The claimed and disputed areas include; Abyei, Mile-14 or Kiir Adim. They also include Joudat Al-Fakhar, Jebel al-Migainais, Kaka, and Kafia Kingi.

The disputed areas are reportedly inhabited by more than 10 million people.

Experts from the two countries say these contested areas are rich with natural resources and conducive weather for farming and livestock keeping.

The two countries have not been able to address their claims over these areas since South Sudan gained independence in 2011.

In September 2012, a cooperation agreement was signed to include; free movement of persons, residence and commerce across the borders -although not implemented

They also agreed to withdraw troops 10 kilometres away from the border.

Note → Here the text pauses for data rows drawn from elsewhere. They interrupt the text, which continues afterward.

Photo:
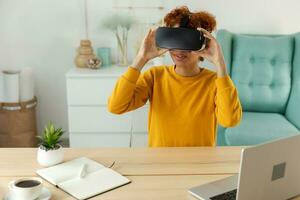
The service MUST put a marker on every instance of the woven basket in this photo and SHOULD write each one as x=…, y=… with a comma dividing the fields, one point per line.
x=18, y=124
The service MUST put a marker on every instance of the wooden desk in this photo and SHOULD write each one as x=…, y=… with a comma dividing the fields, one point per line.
x=156, y=173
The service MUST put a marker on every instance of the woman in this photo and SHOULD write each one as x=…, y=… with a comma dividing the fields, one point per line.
x=186, y=101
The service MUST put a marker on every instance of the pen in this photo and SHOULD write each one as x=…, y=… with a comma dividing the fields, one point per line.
x=82, y=171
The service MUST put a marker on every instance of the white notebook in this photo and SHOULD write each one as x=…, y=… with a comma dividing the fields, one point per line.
x=97, y=179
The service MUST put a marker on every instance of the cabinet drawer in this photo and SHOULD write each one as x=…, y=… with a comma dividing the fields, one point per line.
x=89, y=91
x=90, y=140
x=140, y=119
x=139, y=139
x=97, y=119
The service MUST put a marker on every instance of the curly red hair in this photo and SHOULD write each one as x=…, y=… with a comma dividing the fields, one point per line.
x=201, y=19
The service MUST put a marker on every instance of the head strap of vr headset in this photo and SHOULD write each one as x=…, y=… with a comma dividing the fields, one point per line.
x=185, y=21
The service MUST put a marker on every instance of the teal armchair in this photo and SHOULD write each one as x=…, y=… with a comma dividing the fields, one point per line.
x=266, y=72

“A day will come when the Sudan Armed Forces will raise the flag of Sudan in the greater Fashka, Halayib, Shalaten, Joda and all the disputed areas,” said an excited General Abdel Fattah El Burhan to the Sudanese troops on Monday, 24 August, 2020.

“We want to see our army get back those areas so that Sudan can take control of all areas across the country,” he added.

When contacted by Eye Radio, South Sudan’s government spokesperson, Michael Makuei described El Burhan utterances as a political statement.

“These are political statements, which we cannot just respond,” Makuei stated, adding “…and that is a different thing also.”

In October last year, South Sudan and Sudan agreed to fully specify joint borders and contested areas.

A Joint Technical Committee for Border Demarcation signed an agreement for the full delimitation of coordinates in the areas agreed upon on the borderline.

The committee developed an Atlas on the maps, provided reference documents which specify known and unexplored borderlines.

In 2012, South Sudan briefly went to war with Sudan over the border, and oil in the contested areas of Panthou known as Heglig and Abyei region.

Several contested areas between the two countries reportedly produce oil and are thought to hold deposits of copper and uranium.